The Joe Lord core library in Kalgoorlie really rocks
A core library may not seem like a tourist attraction, yet the Joe Lord core library in Kalgoorlie is worth a visit, especially if you are like me and do not know anything about gemstones, minerals or ores.
Started in 2000 this library is a warehouse of mining and exploration samples and drill cores (some dating back 100 years) that the government and mining companies can analyse for certain minerals and ores. They also enable geologists to map what is underground is Western Australia.
People can bring in samples to the geologists and they'll identify anything of interest. Local ore was historically used to build fireplaces in old homes. These fireplaces may contain something of value. The roadbase in Kalgoorlie was originally built using local ore, until it was discovered that the road base contained gold, Kalgoorlie was literally paved with gold! Once this was identified, the roads were then ripped up and replaced.
A piece of sandstone with Crinoid fossils is on display. "Several complete cups with attached arms are evident." - sign in library. The sandstone came from the Cundlego Formation in the Carnavon Basin, Western Australia.
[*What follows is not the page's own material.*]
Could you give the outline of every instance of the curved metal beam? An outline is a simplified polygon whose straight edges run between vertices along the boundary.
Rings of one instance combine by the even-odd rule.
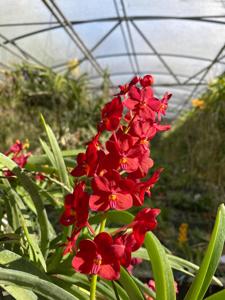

The library has many samples that make interesting viewing and a lot of them have really attractive patterns and colourings.
Geological maps and books are available here. The staff cannot tell you where to find certain minerals, but in coming here and seeing what the different rocks look like, you can make identification easier out in the field.
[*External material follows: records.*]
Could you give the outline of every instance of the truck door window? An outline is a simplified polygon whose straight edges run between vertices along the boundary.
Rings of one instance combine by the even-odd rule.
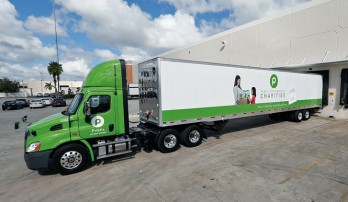
[[[100,114],[110,110],[110,96],[93,95],[89,98],[91,103],[91,114]]]

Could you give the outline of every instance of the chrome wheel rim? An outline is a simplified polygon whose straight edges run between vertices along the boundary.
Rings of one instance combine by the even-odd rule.
[[[193,130],[189,133],[189,140],[191,143],[197,143],[201,138],[201,134],[198,130]]]
[[[60,165],[68,170],[77,168],[82,163],[82,155],[78,151],[65,152],[60,158]]]
[[[308,118],[309,118],[309,111],[306,111],[306,113],[305,113],[305,117],[306,117],[306,119],[308,119]]]
[[[169,134],[164,138],[164,146],[168,149],[175,147],[177,142],[176,136],[173,134]]]
[[[298,113],[298,115],[297,115],[297,119],[298,120],[302,120],[302,113],[300,112],[300,113]]]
As a complete novice in this area, I wasn't aware that copper and nickel ores each had different types and colourings.
Of interest, who was Joe Lord? Joseph Henry Lord (1919-1999) was Director of the Geological Survey of Western Australia (GSWA) for twenty years, from 1961.
The library is located at the corner Broadwood & Hunter Streets, West Kalgoorlie and open 8.30am - 4.30pm Monday to Friday. In December 2020 the Government allocated $7 million dollars to expand the library.